Tia Clarke is the Youth Coordinator and Project Manager at Ko Te Tuara Totara o Fordlands in Rotorua. Also known as the Fordlands Community Centre, it’s an organisation with a decade long record of energetic and proactive work with whānau in need of support.
Tia stumbled on the E Tū Whānau kauapapa during a chance meeting with its kaiwhakahaere, Ann Dysart. Ann invited her and fellow members of the Fordlands Rangatahi Collective to attend the E Tū Whānau PALMS Rangatahi Symposium, held in their home town at the end of July.
The experience, she says, opened her eyes.
“We were there with young people from all kinds of backgrounds and communities. Just being there, making connections and talking with people opened my eyes to the issues different communities face and the solutions many had found. We shared so much. It was fantastic!”
Teina and tuakana
The Fordlands Rangatahi Collective is a 20-strong group of volunteers aged 16 and over who work in a teina-tuakana relationship with other young people in their community and gain important employment skills at the same time. Together they run a free lunch scheme and coach lunchtime sporting activities at their local school, Sunset Primary.
Those who are not attending school themselves come into Fordlands Community Centre three days a week to prepare the lunches. In return, the school gives them an opportunity to develop their leadership and mentoring skills by supervising the sporting activities. Tia, their only paid worker, co-ordinates everything.
“We supervise a variety of sports like, soccer, touch or rugby, and pick two to focus on each month. We also have relay sack races on Wednesdays and, if the weather is a bit wet, we’ll go into the school hall and play traditional Māori games.”
The ‘win-win arrangement’ is part of the community centre’s strategy of providing whānau with alternative educational opportunities and career pathways. It’s already paying off.
Making a difference
Stormy Storney is the Fordlands Community Centre Office manager. She is also responsible for its kura programme which supports adults to as well as young people.

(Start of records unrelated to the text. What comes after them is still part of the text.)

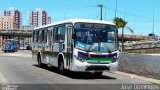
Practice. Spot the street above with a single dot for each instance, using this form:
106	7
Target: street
21	69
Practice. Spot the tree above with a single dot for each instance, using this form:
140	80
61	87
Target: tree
120	23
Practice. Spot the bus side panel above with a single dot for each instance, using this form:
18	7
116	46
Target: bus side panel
54	54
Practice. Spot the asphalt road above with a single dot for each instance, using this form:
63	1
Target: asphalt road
19	70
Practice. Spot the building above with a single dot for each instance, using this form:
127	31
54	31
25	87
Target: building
7	22
26	27
16	14
38	18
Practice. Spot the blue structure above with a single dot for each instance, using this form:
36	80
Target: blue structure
10	45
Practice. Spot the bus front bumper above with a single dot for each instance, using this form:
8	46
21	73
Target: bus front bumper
84	66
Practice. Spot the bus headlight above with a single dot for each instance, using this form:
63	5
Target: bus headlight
78	58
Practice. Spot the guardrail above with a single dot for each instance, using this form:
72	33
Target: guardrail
16	33
142	45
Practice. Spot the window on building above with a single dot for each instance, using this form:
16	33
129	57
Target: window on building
60	34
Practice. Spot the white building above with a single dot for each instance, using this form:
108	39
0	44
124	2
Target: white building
38	18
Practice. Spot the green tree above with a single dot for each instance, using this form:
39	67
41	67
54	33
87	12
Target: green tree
120	23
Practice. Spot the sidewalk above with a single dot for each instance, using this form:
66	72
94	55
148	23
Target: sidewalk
155	81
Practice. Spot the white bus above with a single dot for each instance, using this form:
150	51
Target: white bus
77	45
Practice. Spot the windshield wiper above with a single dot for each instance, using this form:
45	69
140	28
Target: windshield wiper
109	51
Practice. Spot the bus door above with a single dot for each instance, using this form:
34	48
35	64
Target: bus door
49	44
49	40
69	46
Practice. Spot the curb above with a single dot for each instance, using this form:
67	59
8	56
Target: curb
151	80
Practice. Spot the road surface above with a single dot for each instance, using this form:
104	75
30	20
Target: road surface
19	69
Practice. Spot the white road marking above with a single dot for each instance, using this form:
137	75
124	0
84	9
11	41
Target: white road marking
2	79
16	54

“We help whānau take advantage of any educational opportunities that will help them find employment. It’s hard to get work around here but this programme is making a difference.”

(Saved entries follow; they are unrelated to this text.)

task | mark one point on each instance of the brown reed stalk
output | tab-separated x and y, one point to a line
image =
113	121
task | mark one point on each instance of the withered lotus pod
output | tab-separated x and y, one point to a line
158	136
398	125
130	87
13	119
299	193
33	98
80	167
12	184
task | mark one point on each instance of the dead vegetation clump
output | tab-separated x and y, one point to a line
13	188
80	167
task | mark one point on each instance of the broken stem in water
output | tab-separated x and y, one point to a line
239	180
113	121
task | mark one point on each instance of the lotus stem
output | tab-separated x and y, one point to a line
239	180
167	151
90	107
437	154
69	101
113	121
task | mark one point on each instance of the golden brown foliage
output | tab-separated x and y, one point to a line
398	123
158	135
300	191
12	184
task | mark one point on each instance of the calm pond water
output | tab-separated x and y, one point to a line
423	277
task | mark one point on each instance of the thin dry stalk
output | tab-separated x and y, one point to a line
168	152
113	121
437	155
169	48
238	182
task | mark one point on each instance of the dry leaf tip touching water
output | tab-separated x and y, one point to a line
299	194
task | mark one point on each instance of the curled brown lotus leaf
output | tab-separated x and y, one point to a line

Just one month ago, for example, three members of the rangatahi collective left Fordlands to take up job offers in Auckland.
“They were confident enough to leave their comfort zone, the hometown that they thought they’d be in for the rest of their lives, and step out into the big wide world,” says Stormy.
Sense of purpose
“After all, that’s why we created the rangatahi collective in the first place. We wanted our rangatahi to develop a better sense of purpose in life. We want them to know that there is a lot of exciting things out there for them, that we are there to support them and remind them that they’re not alone.”
Stormy and Tia know only too well what they’re up against.
“Yeah,” says Tia, “Our community has its problems – low incomes, unemployment, domestic violence etc – but we face them and work to address them. When I talked to others at the PALMS Symposium, I realised that our community isn’t the only one suffering.”
She’s quick to acknowledge how much she learnt at the PALMS Symposium but is equally confident that her ideas and the vision she and her colleagues in the Fordlands Rangatahi Collective have for a healthy future are equally valid.
“My thing is that if, for whatever reason, adults can’t help their youth, then why not start with the youth themselves. Unfortunately, for some adults it might be too late to change, but it’s never too late for our kids.
“If we as young people can show leadership, if we can make these positive changes, then the next generation will be better people and know that they have a better future.”